Health care industry leaders are trumpeting telehealth services and related digital health capabilities as a means of enhancing the response to the coronavirus pandemic. The Alliance for Connected Care, the American Telemedicine Association, the eHealth Initiative and the Partnership for Artificial Intelligence, Automation and Robotics in Healthcare all lobbied Congressional leaders to fund telehealth initiatives and ease regulations on Medicare reimbursement for the use of telehealth during the pandemic.
In response, on March 6, the Coronavirus Preparedness and Response Supplemental Appropriations Act became law. Included in the act is the Telehealth Services During Certain Emergency Periods Act, which provides supplemental funding and eases Medicare reimbursement for telehealth services related to the coronavirus.
The act allows the Secretary of the Department of Health and Human Services to implement a temporary waiver of the originating site and geographic requirements for telehealth services provided to Medicare patients located in an “emergency area” during an “emergency period.” Under current regulations, reimbursement of telehealth services under Medicare is limited by the geographic location (i.e. a rural area) of the patient receiving such telehealth services.
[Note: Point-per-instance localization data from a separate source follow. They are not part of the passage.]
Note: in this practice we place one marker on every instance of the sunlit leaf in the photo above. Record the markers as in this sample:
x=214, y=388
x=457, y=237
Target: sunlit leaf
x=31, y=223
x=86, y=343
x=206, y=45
Such patient must also be in an approved “originating site” (i.e. hospitals, clinics, etc.).
The waiver of these restrictions lets providers use telehealth outside of rural areas and allows patients to be in environments other than the traditional “originating sites.” However, the waiver only applies to qualifying health care providers that have treated the patient within the previous three years or that are in the same practice with a health care provider who treated a patient in the last three years.
Finally, the act expands telecommunication opportunities to allow Medicare patients to receive telehealth services via his or her smart phone device.
Despite the act’s emergency measures for telehealth, health care providers should know that Medicare currently reimburses for certain communication-technology-enabled remote patient monitoring services that CMS does not consider “Medicare telehealth services.” For example, if certain requirements are met, CMS will reimburse providers for brief check-ins with an established patient via live video or telephone call to assess whether an office visit or other service is necessary.
Health care providers must also still be aware of and comply with current state telehealth laws and regulations, including professional licensure, patient consent, scope of practice and standard of care. This act is focused on telehealth services rendered to Medicare patients only and does not apply to services rendered to commercial patients or other federal health care program patients.
Health care providers should keep monitoring regulatory changes as President Donald Trump is expected to announce additional changes to allow for greater flexibility for health care providers to respond to the coronavirus, which could include additional telehealth measures.
The use of telehealth and related digital health technologies could reduce exposure to and transmittal of the coronavirus by allowing patients to be assessed and treated without direct contact between providers and patients or by allowing compromised patients to be assessed or treated in isolation.